В 73-м — после того как Рагулин стал десятикратным чемпионом мира — министр обороны Гречко подарил ему «Волгу». В Горький за машиной с Сашей отправился и я. Об этом попросила его первая жена, актриса Люда Карауш. Думала, со мной Рагулин не сорвется. Заодно автомобиль помогу перегнать.
— На чем добирались?
— Туда — поездом, обратно — на «Волге», которую Саше предложили забрать с завода. Договорились встретиться у вагона. Вижу, идет Рагулин с клюшками.
— Клюшки-то зачем?
— Кому-то в подарок. Клюшек у него было навалом. В основном «Титан». Представители этой фирмы дали Рагулину 500 долларов, чтоб играл их клюшкой.

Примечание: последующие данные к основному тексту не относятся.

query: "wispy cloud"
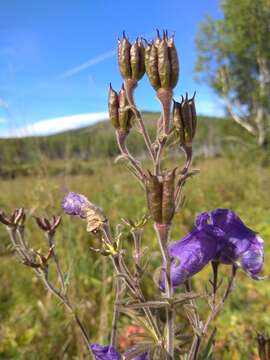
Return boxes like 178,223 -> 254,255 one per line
0,97 -> 9,109
60,49 -> 116,79
0,112 -> 108,138
60,31 -> 154,79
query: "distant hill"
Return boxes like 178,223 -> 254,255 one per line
0,112 -> 253,175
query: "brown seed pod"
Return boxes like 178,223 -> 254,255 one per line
145,172 -> 162,223
108,84 -> 120,129
168,36 -> 179,89
181,93 -> 194,143
173,101 -> 186,146
158,35 -> 171,89
118,33 -> 131,79
162,168 -> 176,224
118,86 -> 133,133
145,43 -> 161,90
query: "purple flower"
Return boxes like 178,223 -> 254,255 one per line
124,345 -> 150,360
196,209 -> 264,279
62,191 -> 90,218
133,353 -> 150,360
90,344 -> 121,360
160,226 -> 223,290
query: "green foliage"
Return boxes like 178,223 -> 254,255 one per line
0,150 -> 270,360
195,0 -> 270,145
0,113 -> 260,179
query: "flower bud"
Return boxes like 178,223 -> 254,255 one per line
162,169 -> 176,224
145,172 -> 162,223
108,84 -> 120,129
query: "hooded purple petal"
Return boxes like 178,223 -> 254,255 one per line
124,345 -> 150,360
62,191 -> 90,217
160,226 -> 219,290
196,209 -> 264,279
90,344 -> 121,360
133,353 -> 150,360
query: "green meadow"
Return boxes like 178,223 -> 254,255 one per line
0,113 -> 270,360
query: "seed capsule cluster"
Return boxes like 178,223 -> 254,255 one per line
145,169 -> 176,224
145,32 -> 179,90
173,94 -> 197,146
118,33 -> 145,81
108,85 -> 133,133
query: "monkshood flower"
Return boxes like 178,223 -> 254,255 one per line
62,191 -> 90,218
62,191 -> 107,233
196,209 -> 264,280
160,226 -> 223,290
90,344 -> 121,360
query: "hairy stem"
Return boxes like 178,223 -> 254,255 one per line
154,223 -> 175,359
188,265 -> 237,360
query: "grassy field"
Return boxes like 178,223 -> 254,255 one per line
0,116 -> 270,360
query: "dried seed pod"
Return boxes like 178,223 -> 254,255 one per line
118,33 -> 145,82
158,34 -> 171,89
168,36 -> 179,89
162,169 -> 176,224
137,38 -> 145,80
181,93 -> 197,143
118,33 -> 131,79
130,39 -> 140,80
173,101 -> 186,146
118,86 -> 133,133
108,84 -> 120,129
130,38 -> 145,81
188,91 -> 197,138
145,172 -> 162,223
145,43 -> 161,90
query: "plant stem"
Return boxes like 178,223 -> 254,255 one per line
111,279 -> 121,347
47,233 -> 65,292
188,265 -> 237,360
154,223 -> 175,359
7,227 -> 92,354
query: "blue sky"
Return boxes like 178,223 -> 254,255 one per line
0,0 -> 223,136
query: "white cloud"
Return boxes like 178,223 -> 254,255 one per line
60,49 -> 116,79
0,112 -> 108,138
0,97 -> 8,109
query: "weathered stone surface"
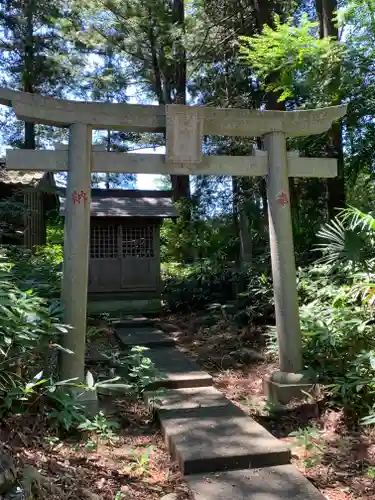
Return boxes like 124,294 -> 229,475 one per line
112,316 -> 154,328
271,372 -> 312,384
160,493 -> 180,500
116,326 -> 175,347
160,403 -> 290,474
144,387 -> 230,413
0,455 -> 16,493
147,347 -> 212,389
230,347 -> 265,363
185,465 -> 325,500
263,374 -> 320,405
2,484 -> 26,500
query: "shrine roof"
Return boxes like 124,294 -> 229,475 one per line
0,160 -> 47,186
60,189 -> 178,218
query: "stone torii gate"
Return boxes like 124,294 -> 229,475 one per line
0,89 -> 346,399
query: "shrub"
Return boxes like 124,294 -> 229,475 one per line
6,245 -> 62,299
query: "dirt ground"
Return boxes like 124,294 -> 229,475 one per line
166,314 -> 375,500
0,325 -> 194,500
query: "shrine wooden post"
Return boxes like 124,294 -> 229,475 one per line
0,88 -> 346,402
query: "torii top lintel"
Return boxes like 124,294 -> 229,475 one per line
0,88 -> 346,137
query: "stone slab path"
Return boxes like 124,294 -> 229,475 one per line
116,326 -> 175,347
116,322 -> 324,500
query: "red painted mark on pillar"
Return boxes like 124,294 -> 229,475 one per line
72,190 -> 87,205
277,191 -> 289,206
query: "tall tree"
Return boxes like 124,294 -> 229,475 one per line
316,0 -> 345,217
0,0 -> 80,149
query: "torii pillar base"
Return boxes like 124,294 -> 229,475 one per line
263,372 -> 320,405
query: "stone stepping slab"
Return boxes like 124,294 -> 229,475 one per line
145,347 -> 212,389
185,465 -> 325,500
116,326 -> 175,348
112,316 -> 154,328
159,401 -> 291,474
143,387 -> 231,418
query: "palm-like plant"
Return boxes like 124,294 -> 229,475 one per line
314,206 -> 375,274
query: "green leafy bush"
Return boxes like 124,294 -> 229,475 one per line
6,245 -> 63,299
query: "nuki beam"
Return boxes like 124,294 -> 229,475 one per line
0,89 -> 346,388
6,147 -> 337,177
0,88 -> 346,137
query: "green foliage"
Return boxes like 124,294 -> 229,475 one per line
106,346 -> 163,397
6,245 -> 63,299
128,445 -> 153,476
78,411 -> 120,447
289,426 -> 324,469
47,391 -> 85,431
0,272 -> 68,388
240,14 -> 341,105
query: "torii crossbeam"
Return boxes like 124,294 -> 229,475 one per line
0,89 -> 346,402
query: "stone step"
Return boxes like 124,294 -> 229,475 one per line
143,386 -> 230,415
185,465 -> 325,500
159,401 -> 291,475
145,347 -> 212,389
112,316 -> 155,328
115,326 -> 175,348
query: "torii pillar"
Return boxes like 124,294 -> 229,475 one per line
0,88 -> 346,403
167,105 -> 346,404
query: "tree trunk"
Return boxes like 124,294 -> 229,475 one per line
316,0 -> 345,218
171,0 -> 190,201
23,0 -> 35,149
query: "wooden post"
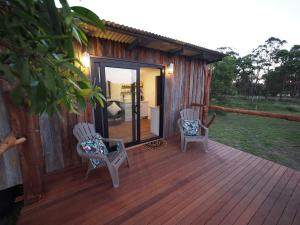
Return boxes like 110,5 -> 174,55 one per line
202,65 -> 212,125
0,80 -> 44,204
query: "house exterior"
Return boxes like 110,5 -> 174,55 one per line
0,21 -> 224,202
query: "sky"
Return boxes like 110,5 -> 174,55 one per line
62,0 -> 300,56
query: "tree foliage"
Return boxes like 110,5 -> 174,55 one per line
211,47 -> 238,97
0,0 -> 104,113
212,37 -> 300,97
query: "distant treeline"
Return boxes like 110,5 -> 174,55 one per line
211,37 -> 300,97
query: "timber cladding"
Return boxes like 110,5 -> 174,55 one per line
40,37 -> 206,172
83,37 -> 207,137
0,37 -> 207,203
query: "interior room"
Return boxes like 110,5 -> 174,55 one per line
105,67 -> 161,143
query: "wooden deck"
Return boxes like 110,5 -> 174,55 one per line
19,138 -> 300,225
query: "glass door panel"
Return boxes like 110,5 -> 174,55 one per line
104,67 -> 139,143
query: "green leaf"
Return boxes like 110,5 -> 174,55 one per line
72,27 -> 82,45
71,6 -> 105,30
11,86 -> 24,106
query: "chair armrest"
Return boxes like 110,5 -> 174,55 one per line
76,143 -> 108,161
101,138 -> 126,151
200,124 -> 208,137
101,138 -> 123,143
177,118 -> 184,138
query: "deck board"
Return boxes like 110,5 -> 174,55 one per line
18,138 -> 300,225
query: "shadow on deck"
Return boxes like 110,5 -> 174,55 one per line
19,135 -> 300,225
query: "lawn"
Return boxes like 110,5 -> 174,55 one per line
209,98 -> 300,170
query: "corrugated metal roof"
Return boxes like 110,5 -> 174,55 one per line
84,20 -> 225,63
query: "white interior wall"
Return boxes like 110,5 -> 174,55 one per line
140,68 -> 160,117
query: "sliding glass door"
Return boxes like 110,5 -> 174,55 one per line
92,60 -> 163,146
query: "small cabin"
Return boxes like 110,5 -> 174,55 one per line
0,21 -> 224,203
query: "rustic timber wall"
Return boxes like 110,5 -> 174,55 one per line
40,38 -> 206,173
84,38 -> 206,137
40,38 -> 206,173
0,38 -> 207,203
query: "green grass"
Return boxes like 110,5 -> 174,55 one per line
209,96 -> 300,170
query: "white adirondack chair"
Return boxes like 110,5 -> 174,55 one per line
177,108 -> 208,152
73,123 -> 130,188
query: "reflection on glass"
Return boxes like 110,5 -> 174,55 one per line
105,67 -> 137,143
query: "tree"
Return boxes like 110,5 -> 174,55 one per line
236,55 -> 255,95
265,45 -> 300,97
0,0 -> 104,114
251,37 -> 286,98
211,47 -> 238,97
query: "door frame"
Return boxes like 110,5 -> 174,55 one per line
91,56 -> 165,147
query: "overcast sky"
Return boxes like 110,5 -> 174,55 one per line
64,0 -> 300,55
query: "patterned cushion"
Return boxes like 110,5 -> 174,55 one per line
107,102 -> 121,116
80,135 -> 108,168
182,120 -> 199,136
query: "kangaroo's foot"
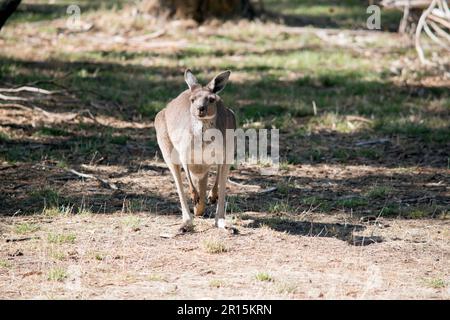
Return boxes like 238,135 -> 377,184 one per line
194,201 -> 205,217
208,190 -> 219,204
214,219 -> 239,234
177,221 -> 194,234
190,189 -> 200,206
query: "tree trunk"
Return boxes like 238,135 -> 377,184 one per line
0,0 -> 21,30
144,0 -> 255,22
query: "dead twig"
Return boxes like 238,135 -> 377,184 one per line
0,86 -> 54,94
355,139 -> 389,147
66,169 -> 119,190
0,93 -> 28,101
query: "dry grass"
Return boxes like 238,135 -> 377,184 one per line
0,2 -> 450,299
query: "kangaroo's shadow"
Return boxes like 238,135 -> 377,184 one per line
241,216 -> 382,246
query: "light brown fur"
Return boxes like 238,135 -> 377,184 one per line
155,70 -> 236,231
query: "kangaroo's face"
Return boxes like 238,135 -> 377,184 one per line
184,69 -> 231,120
189,88 -> 219,120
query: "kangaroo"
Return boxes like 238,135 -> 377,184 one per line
155,69 -> 236,233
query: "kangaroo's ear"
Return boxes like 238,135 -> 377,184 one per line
208,70 -> 231,93
184,69 -> 199,90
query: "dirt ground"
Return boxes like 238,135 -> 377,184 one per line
0,1 -> 450,299
0,163 -> 450,299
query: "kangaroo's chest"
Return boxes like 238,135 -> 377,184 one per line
178,121 -> 223,166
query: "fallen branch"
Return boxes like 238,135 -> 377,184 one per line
355,139 -> 389,147
228,178 -> 261,189
0,86 -> 54,94
66,169 -> 119,190
0,103 -> 33,111
0,93 -> 28,101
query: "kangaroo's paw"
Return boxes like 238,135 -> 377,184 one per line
194,201 -> 205,217
208,190 -> 219,204
177,222 -> 194,235
191,190 -> 200,206
215,219 -> 239,234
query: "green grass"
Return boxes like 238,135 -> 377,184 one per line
30,187 -> 62,207
425,278 -> 447,289
122,216 -> 142,231
336,197 -> 369,208
146,273 -> 167,282
208,280 -> 225,288
47,233 -> 77,244
366,186 -> 392,199
42,205 -> 74,217
14,222 -> 40,234
255,272 -> 275,282
203,239 -> 229,254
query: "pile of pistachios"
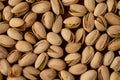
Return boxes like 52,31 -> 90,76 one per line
0,0 -> 120,80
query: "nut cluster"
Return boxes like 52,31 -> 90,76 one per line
0,0 -> 120,80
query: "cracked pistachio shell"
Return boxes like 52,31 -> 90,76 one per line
63,17 -> 81,29
47,58 -> 66,71
104,12 -> 120,25
61,28 -> 75,42
47,45 -> 64,58
0,22 -> 9,34
75,28 -> 86,44
35,52 -> 49,71
23,12 -> 37,28
98,65 -> 110,80
8,64 -> 22,77
85,30 -> 100,45
80,70 -> 97,80
0,46 -> 8,59
68,63 -> 87,75
62,0 -> 79,6
24,32 -> 36,44
40,68 -> 57,80
7,28 -> 23,40
7,49 -> 21,64
83,13 -> 94,32
52,15 -> 63,33
7,76 -> 26,80
50,0 -> 64,15
95,16 -> 107,31
47,32 -> 62,45
18,52 -> 37,66
9,18 -> 25,28
65,42 -> 82,53
110,56 -> 120,71
3,6 -> 13,21
95,33 -> 110,51
11,2 -> 29,17
23,66 -> 40,80
81,46 -> 95,64
0,59 -> 10,76
110,71 -> 120,80
106,0 -> 117,12
69,4 -> 87,17
108,38 -> 120,51
94,3 -> 107,16
32,1 -> 51,14
84,0 -> 95,12
41,11 -> 54,29
15,41 -> 33,52
64,53 -> 81,66
8,0 -> 22,6
33,40 -> 50,54
90,52 -> 103,69
107,25 -> 120,37
58,70 -> 75,80
0,34 -> 16,48
103,51 -> 115,66
32,21 -> 46,39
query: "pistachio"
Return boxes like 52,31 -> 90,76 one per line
52,15 -> 63,33
32,1 -> 51,14
103,51 -> 115,66
47,32 -> 62,45
35,52 -> 49,70
62,0 -> 79,6
40,68 -> 57,80
23,66 -> 40,80
107,25 -> 120,37
81,46 -> 95,64
65,42 -> 82,53
95,33 -> 110,51
47,58 -> 66,71
85,30 -> 100,45
15,41 -> 33,52
7,49 -> 21,63
11,0 -> 29,17
33,40 -> 50,54
69,4 -> 87,17
0,46 -> 8,58
61,28 -> 75,42
47,45 -> 64,58
110,56 -> 120,71
41,11 -> 54,29
0,59 -> 11,76
18,52 -> 37,66
98,65 -> 110,80
9,18 -> 24,28
0,22 -> 9,34
58,70 -> 75,80
94,3 -> 107,16
32,21 -> 46,39
84,0 -> 95,12
104,12 -> 120,25
83,13 -> 94,32
90,52 -> 103,69
69,63 -> 87,75
95,16 -> 107,31
3,6 -> 13,21
0,34 -> 16,48
80,70 -> 97,80
64,53 -> 81,66
50,0 -> 64,15
63,17 -> 81,29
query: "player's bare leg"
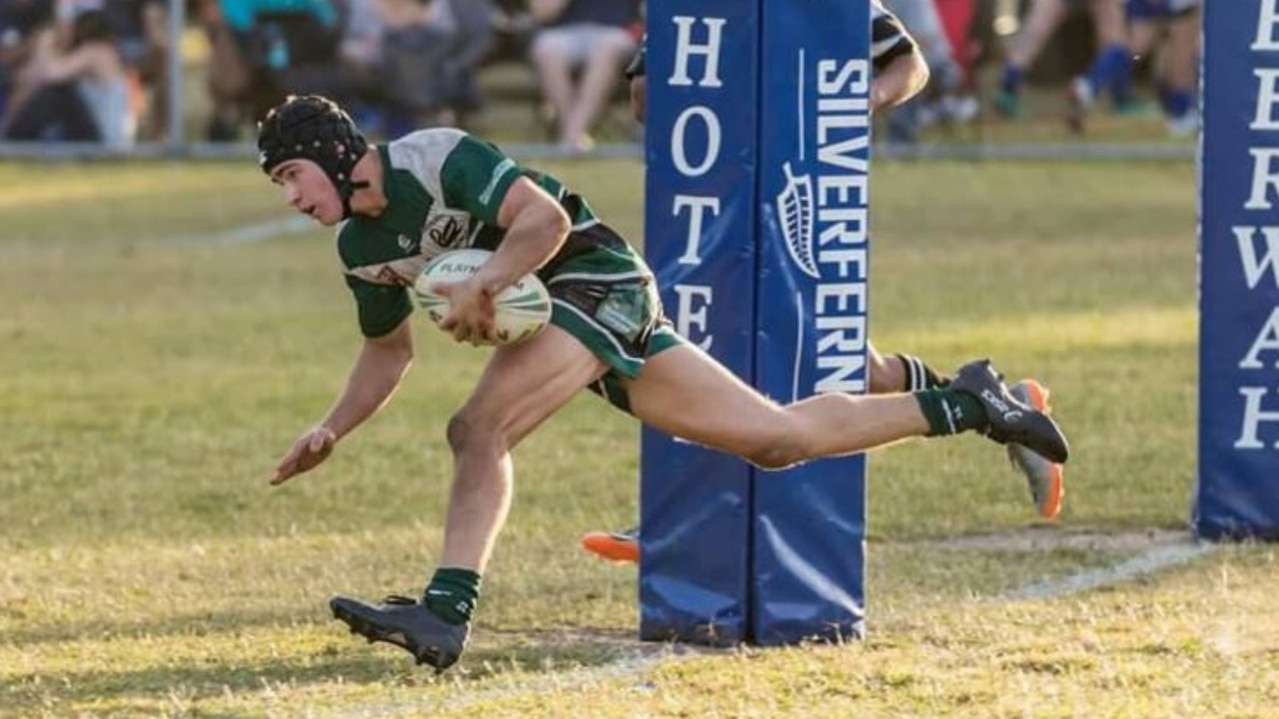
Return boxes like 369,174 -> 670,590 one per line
628,345 -> 1068,468
330,325 -> 605,670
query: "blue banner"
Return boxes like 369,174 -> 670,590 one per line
640,0 -> 760,645
1195,0 -> 1279,539
752,0 -> 871,645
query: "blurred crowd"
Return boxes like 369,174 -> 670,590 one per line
0,0 -> 1200,151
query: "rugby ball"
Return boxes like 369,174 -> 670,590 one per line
413,249 -> 551,344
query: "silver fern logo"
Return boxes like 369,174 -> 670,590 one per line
776,162 -> 821,279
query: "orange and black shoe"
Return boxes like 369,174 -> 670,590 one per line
582,527 -> 640,562
1007,379 -> 1065,519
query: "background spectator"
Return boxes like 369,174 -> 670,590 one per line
0,10 -> 137,147
102,0 -> 169,139
0,0 -> 54,116
530,0 -> 640,152
201,0 -> 343,139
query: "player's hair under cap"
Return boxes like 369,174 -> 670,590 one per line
257,95 -> 368,217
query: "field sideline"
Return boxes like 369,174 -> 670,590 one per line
0,161 -> 1279,718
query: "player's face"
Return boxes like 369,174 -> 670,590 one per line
271,160 -> 341,226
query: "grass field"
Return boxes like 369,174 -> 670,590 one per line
0,154 -> 1279,718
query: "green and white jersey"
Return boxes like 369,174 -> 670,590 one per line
338,128 -> 599,336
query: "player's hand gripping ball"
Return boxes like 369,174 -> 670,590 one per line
413,249 -> 551,344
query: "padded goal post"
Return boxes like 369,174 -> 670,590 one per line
1193,0 -> 1279,539
640,0 -> 870,644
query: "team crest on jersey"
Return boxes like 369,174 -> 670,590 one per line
422,212 -> 469,249
377,264 -> 412,287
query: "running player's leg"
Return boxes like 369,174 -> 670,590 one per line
627,344 -> 1068,468
330,326 -> 605,670
440,325 -> 605,572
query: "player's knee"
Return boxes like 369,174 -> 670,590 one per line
445,411 -> 501,455
744,432 -> 808,470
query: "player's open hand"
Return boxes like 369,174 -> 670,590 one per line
431,278 -> 496,344
271,425 -> 338,485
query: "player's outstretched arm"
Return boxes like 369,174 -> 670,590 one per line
271,319 -> 413,485
871,51 -> 929,110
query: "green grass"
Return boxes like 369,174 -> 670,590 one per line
0,162 -> 1279,716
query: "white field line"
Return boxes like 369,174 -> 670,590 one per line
1003,541 -> 1218,600
169,215 -> 316,244
319,649 -> 680,719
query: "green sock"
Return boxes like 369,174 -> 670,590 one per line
914,388 -> 986,436
422,567 -> 480,624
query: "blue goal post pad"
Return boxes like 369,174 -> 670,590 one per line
752,0 -> 871,645
1193,0 -> 1279,539
640,0 -> 760,645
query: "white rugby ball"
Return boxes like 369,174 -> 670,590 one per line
413,249 -> 551,344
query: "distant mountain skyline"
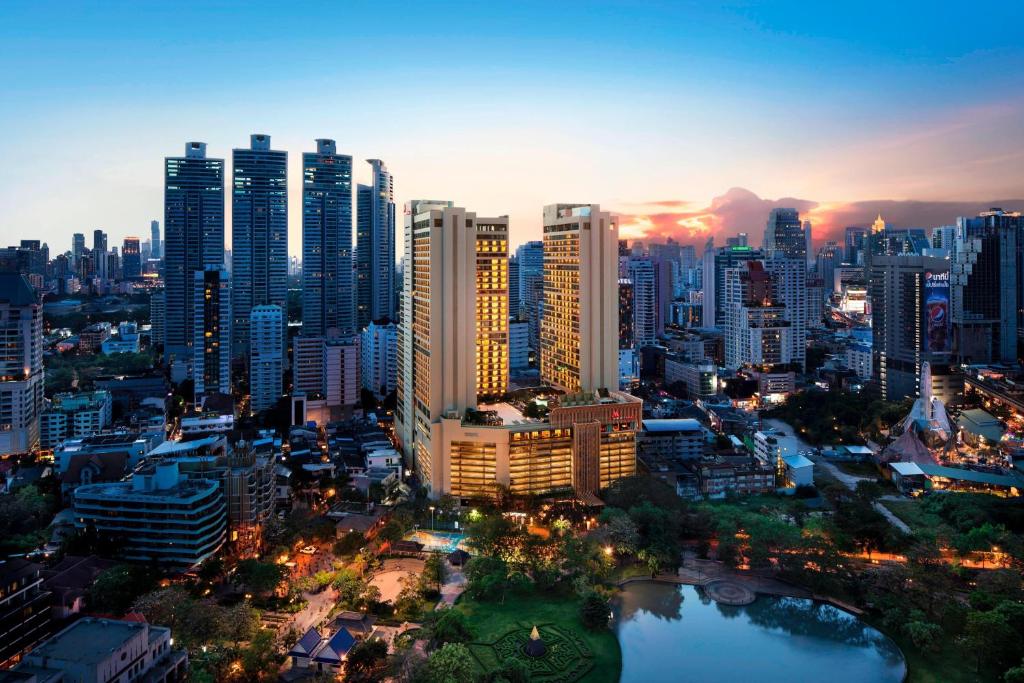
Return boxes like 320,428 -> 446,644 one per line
0,1 -> 1024,254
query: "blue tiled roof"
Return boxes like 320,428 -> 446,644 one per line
288,627 -> 324,656
313,629 -> 355,664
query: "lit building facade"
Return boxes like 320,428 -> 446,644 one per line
231,133 -> 288,359
74,462 -> 227,567
396,202 -> 642,499
355,159 -> 395,330
192,265 -> 231,401
164,142 -> 224,362
302,139 -> 355,336
249,304 -> 285,413
0,272 -> 43,455
541,204 -> 618,392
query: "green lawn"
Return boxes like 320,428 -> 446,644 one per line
456,593 -> 623,683
882,499 -> 943,532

Так вот, Рагулин в Горький не только клюшки вез. Еще шесть бутылок виски — тоже в подарок. Ну и нам в дорогу взял водки с шампанским. А я — коньяка. Утром на вокзале таксисты, увидев самого Рагулина, обомлели: «Ребята, вам куда?» Саша плюхается на заднее сиденье и говорит: «Шашлычная у вас в городе есть?»
— Забавно.
— «Ты что, — кричу, — какая шашлычная? Нам же машину забирать и вечером — за руль». Поехали в заводоуправление. Сидим с начальством, пьем тот самый виски, через пятнадцать минут на пороге появляется Коноваленко — слух о приезде Рагулина разлетелся быстро. Витя в Горьком был король, конечно. Говорит: «Пойдем на завод, выберешь «Волгу» прямо на линии». Я удивился: «Зачем? Вон, под окном 600 новых машин — бери любую».
— И какую взяли?
— Как просила Люда — цвет «белая ночь». Правда, первое, что я сделал, — случайно антенну сломал. На моих «Жигулях» она выдвигалась иначе. Ничего, сразу предложили другую «Волгу». А Коноваленко неугомонный: «Надо обмыть. Халаичев, Чистовский и Сахаровский ждут». Это знаменитая первая тройка горьковского «Торпедо». Деваться некуда — едем в ресторан на новой машине, по пути кому-то клюшки раздаем. Сидим часа четыре. Вдруг Витя сообщает: «А теперь — на природу. Тут неподалеку партийные угодья, я позвонил — второй секретарь ждет. Сети уже закинуты». Я хватаю Рагулина за рукав: «Саня, какие угодья? Завтра в 10 утра прием у Гречко». Это Люда научила. Сказала: «Если почувствуешь, что Саша срывается, говори — завтра прием у Гречко».